Le soleil est au zénith. C’est l’heure de l’apéro. Fred, l’un des barmen, lui apporte son cocktail coup de cœur, à base de curaçao, rhum et jus de citron, servi dans un verre à dry, givré, agrémenté d’une écorce de citron vert. La première gorgée excite ses papilles, elle qui ne fait qu’un repas par jour. Le soir, elle s’autorise un dîner … frugal. Elle joue à faire tourner le pied du verre entre son pouce et son index, le petit doigt en l’air. Elle savoure des yeux ce liquide bleu intense qui lui rappelle les eaux maltaises du Blue Lagoon. Elle sirote son apéritif azuréen. Petit à petit, elle sent un engourdissement la gagner suivi de légers vertiges.  « Et, si j’allais me faire quelques longueurs pour oublier toutes ces sensations désagréables ? », pense-t-elle, l’esprit guerrier. « Je reprendrai ma séance de bronzage, après ! » Déterminée à ne pas se laisser aller, Stella se redresse, abandonnant sa visière et ses lunettes pour se diriger vers le bassin. Turquoise. Limpide. Les dalles qui l’entourent sont brûlantes, tout comme sa tête où elle sent battre son cœur de façon inhabituelle. 

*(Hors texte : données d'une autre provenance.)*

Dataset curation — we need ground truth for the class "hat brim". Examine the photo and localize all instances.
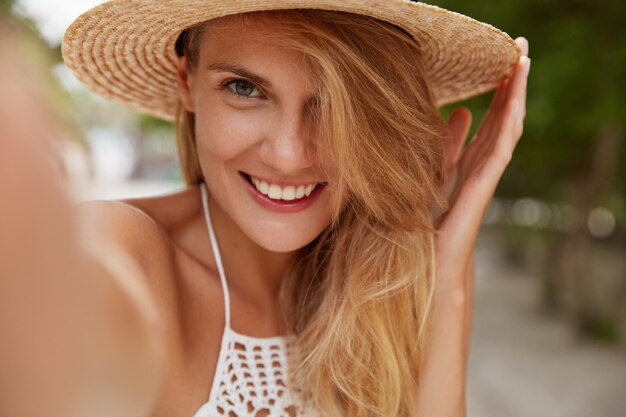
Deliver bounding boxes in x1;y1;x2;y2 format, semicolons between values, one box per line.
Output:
62;0;521;121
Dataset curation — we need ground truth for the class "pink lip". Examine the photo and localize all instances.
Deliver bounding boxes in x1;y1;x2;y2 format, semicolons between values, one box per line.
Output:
239;172;325;213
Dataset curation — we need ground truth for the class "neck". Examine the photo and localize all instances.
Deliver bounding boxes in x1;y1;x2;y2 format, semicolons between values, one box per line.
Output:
202;192;298;306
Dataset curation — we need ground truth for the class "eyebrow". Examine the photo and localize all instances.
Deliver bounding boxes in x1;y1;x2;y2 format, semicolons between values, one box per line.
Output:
206;61;272;88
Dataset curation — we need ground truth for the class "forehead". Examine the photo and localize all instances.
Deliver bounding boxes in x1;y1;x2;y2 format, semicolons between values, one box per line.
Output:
200;11;317;85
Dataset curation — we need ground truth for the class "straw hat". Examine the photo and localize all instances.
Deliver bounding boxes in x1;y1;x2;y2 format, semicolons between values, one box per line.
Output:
62;0;521;120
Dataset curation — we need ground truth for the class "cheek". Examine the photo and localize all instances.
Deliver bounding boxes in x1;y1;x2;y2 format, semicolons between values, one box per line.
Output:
196;100;263;160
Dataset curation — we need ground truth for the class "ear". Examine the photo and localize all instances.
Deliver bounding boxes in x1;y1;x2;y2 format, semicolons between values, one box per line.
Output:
176;56;196;113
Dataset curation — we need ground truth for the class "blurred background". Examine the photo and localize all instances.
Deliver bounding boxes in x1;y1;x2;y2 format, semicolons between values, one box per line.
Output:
0;0;626;417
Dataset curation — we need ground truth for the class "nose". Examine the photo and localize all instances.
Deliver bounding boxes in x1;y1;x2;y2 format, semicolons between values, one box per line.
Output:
259;106;316;175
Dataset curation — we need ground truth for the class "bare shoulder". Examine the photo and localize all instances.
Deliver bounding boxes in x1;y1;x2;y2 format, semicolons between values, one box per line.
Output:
76;187;197;264
75;187;204;351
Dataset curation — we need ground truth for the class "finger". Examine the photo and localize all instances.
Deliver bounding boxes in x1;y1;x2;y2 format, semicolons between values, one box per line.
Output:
445;107;472;169
441;99;519;239
475;77;510;145
477;37;529;142
515;36;528;56
509;56;530;139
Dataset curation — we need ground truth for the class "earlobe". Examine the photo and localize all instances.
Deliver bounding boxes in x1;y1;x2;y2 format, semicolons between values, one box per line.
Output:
176;56;195;113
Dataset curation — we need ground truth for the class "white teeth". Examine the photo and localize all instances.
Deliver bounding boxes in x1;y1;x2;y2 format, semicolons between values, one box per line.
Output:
250;176;318;201
282;185;296;201
267;184;283;200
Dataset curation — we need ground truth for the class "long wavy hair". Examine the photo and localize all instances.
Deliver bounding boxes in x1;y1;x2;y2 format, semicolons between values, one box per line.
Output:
177;10;447;417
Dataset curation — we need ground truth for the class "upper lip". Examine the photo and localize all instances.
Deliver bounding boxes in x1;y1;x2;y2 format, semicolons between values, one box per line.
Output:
242;171;324;187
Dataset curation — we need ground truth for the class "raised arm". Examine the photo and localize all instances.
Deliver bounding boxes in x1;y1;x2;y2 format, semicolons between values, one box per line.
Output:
414;38;530;417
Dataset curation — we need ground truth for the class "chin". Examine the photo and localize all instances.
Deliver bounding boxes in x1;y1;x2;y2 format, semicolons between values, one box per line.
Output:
243;219;323;253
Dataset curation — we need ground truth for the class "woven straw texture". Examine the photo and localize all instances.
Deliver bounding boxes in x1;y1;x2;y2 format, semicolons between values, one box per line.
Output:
62;0;521;120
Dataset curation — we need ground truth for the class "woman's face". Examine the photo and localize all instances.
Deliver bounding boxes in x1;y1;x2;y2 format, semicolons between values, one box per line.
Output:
179;18;333;252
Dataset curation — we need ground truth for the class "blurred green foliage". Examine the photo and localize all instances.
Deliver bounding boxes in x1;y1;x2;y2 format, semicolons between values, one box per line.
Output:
434;0;626;226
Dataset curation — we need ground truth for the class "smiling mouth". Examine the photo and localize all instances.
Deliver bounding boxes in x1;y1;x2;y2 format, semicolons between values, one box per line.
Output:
240;172;326;203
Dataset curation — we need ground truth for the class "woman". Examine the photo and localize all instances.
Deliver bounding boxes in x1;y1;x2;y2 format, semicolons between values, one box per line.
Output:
4;1;529;417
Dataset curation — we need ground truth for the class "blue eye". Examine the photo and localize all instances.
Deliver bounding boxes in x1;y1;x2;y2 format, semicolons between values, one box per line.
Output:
224;79;262;98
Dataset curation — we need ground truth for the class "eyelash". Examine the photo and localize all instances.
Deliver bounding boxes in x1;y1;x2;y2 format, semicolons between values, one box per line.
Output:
221;78;264;100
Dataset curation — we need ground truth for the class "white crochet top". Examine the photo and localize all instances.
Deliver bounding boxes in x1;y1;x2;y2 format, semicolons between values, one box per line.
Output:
193;183;317;417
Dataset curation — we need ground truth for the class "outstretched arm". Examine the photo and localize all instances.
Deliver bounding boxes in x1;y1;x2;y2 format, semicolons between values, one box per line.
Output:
0;35;162;417
414;38;530;417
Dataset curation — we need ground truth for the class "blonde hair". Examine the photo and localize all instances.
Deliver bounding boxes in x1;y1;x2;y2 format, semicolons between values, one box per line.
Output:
178;10;446;417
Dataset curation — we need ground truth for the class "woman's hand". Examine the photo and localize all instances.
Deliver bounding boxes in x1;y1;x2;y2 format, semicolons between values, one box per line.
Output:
415;38;530;417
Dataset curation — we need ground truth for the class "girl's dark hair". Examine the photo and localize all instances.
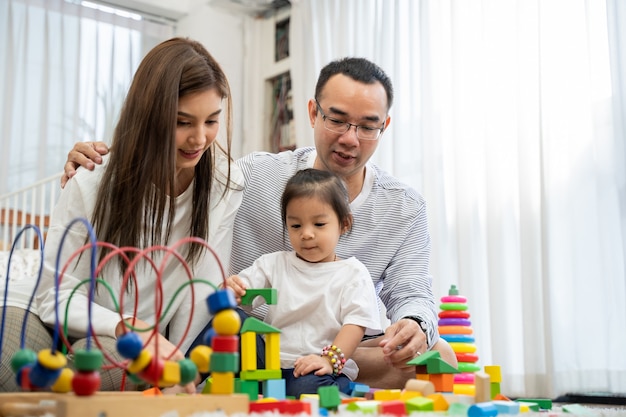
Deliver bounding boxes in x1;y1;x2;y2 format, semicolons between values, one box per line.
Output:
280;168;352;230
92;38;232;269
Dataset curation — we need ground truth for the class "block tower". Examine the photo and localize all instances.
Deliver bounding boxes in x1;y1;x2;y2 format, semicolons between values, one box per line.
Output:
439;285;480;396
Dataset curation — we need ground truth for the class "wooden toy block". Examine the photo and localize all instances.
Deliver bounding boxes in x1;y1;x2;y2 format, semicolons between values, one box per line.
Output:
211;372;235;394
265;333;280;369
235;379;259;401
210;352;239;373
404;379;435;396
400;390;423;402
239;369;283;381
0;392;249;417
378;400;408;417
241;288;278;306
515;398;552;410
428;392;450;411
492;400;519;416
346;400;380;414
374;389;402;401
429;374;454;392
241;332;256;371
317;386;341;410
490;382;500;400
350;382;370;397
406;397;435;414
263;378;287;400
467;402;498;417
474;372;491;403
485;365;502;382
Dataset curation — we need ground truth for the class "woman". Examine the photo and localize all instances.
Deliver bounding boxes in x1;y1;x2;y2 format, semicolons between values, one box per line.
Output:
0;38;243;390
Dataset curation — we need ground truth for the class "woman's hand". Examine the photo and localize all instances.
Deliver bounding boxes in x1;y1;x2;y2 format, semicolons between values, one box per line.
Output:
61;142;109;188
380;319;428;369
293;355;333;378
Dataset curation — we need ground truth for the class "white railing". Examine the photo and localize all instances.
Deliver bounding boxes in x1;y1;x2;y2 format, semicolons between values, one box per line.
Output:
0;173;62;251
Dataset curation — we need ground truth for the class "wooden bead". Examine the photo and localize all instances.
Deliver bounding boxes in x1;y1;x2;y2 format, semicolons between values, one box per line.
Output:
72;371;100;396
117;332;143;359
28;362;61;388
213;309;241;336
189;345;213;373
126;349;152;374
51;368;74;394
139;358;165;385
178;359;198;385
37;349;67;370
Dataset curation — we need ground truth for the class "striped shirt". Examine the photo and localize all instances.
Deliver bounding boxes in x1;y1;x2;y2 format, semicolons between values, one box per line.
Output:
231;148;439;347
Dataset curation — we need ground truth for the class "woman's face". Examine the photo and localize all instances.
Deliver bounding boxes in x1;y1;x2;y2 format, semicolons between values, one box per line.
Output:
176;89;222;171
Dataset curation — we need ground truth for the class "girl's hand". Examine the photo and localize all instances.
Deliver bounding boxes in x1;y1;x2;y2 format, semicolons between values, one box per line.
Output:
226;275;246;304
293;355;333;378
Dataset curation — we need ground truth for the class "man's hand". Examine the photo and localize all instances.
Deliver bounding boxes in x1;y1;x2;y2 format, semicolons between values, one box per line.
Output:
293;355;333;378
61;142;109;188
379;319;428;369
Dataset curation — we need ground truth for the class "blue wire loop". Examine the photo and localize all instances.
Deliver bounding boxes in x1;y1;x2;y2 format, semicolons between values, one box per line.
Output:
0;224;44;361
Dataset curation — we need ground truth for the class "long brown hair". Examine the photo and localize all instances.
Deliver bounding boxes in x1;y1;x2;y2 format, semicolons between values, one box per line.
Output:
92;38;232;269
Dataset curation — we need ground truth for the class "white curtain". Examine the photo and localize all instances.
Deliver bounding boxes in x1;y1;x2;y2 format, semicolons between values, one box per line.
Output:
291;0;626;398
0;0;173;194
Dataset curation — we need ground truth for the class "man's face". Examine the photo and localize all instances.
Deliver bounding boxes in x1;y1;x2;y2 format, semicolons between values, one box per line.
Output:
309;74;389;182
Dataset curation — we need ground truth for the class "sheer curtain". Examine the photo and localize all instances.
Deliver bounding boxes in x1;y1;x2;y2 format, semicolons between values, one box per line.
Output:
291;0;626;397
0;0;173;194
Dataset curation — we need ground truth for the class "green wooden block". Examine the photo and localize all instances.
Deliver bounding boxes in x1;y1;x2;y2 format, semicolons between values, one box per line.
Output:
209;352;239;373
406;397;435;414
346;400;380;414
317;385;341;410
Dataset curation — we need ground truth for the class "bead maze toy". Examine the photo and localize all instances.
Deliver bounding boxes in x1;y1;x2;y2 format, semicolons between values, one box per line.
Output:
0;218;249;417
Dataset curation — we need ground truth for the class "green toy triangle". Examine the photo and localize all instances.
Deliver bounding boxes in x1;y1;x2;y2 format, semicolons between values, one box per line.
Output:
239;317;280;334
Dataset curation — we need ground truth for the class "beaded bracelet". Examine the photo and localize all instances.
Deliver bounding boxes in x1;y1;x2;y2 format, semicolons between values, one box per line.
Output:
321;345;346;375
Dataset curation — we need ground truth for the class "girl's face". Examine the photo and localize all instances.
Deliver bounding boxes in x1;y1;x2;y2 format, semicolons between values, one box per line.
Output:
176;89;222;175
285;197;343;262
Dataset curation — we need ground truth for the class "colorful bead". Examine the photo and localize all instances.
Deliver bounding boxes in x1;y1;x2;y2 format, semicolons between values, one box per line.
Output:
50;368;74;394
178;359;198;385
117;332;143;359
126;349;152;374
321;345;346;375
37;349;67;370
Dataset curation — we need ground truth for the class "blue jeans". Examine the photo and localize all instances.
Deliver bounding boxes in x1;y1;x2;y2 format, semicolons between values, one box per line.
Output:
187;308;350;398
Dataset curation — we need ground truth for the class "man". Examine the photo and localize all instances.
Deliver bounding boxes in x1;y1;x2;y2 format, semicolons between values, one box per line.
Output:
64;58;457;388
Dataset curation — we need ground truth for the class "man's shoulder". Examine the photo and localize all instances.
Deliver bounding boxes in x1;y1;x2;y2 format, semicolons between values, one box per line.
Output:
369;164;425;205
237;147;315;170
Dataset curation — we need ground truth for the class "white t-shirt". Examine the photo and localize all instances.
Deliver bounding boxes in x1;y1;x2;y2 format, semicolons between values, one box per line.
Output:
37;151;243;352
239;252;381;380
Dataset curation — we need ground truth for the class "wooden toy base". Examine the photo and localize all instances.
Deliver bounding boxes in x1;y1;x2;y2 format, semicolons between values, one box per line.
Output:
0;392;249;417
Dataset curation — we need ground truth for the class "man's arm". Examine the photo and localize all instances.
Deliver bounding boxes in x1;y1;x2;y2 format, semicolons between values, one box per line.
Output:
61;142;109;188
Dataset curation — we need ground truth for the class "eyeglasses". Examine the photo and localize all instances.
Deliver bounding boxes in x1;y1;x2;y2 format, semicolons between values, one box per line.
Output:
315;100;385;140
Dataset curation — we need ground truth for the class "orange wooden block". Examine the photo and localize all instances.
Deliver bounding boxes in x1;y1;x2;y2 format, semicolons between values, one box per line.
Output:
429;374;454;392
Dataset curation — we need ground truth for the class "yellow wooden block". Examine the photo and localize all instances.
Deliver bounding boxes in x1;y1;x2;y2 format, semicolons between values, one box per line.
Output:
265;333;280;369
211;372;235;394
374;389;402;401
485;365;502;382
240;332;256;371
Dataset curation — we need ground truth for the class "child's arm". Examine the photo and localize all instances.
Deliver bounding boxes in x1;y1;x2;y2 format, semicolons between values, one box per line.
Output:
293;324;365;378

Elle est maintenant seule sous ce soleil de plomb. Toute la clientèle est attablée au restaurant pour le service de treize heures. Lentement, elle descend l’échelle de piscine. A chaque marche, elle s’offre un petit massage à l’eau fraîche sur la nuque pour essayer d’apaiser les nausées qui l’envahissent. Sans plus attendre, elle se glisse dans l’eau comme une anguille. Sa brasse coulée est maîtrisée. Les mouvements d’ondulation sont rapides. Intérieurement, elle jubile. Quel bonheur d’avoir la piscine rien que pour elle ! C’est un peu comme si elle la privatisait, tous les midis. « Que la vie est délicieuse ! » songe-t-elle. Allers-retours. Une bonne douzaine. Prise de palpitations, elle décide de s’octroyer une pause, s’allonge sur le dos et se laisse flotter. Elle est maintenant au centre de cercles concentriques. Léger clapotis. Ses cheveux forment une étoile autour de sa tête. Ses yeux fixent le ciel. La silhouette longiligne scintille – sans doute les paillettes de l’huile bronzante. Quand, soudain, elle ressent de fortes crampes dans les jambes. Elle est prise de frissons. Son corps déséquilibré bascule. Visiblement paniquée, Stella fait le bouchon, monte et descend sur et sous la surface de l’eau en agitant les bras dans tous les sens. Tout au long de cette gesticulation excessive et désordonnée, elle inhale de l’eau à plusieurs reprises. A ce stade, elle est encore consciente, mais s’épuise. Ses gestes se figent. Les spasmes s’arrêtent. Stella ne montre plus de signes de vie. Silence. L’immersion du corps commence, paisiblement. On dirait une ondine en route vers des abysses mystérieux… La piscine a retrouvé sa quiétude originelle.

Le médecin, dépêché sur place, diagnostiquera un malaise vagal, dû à une longue exposition au soleil, à un effort sportif et à la prise d’alcool. Il parlera de noyade… « bleue ».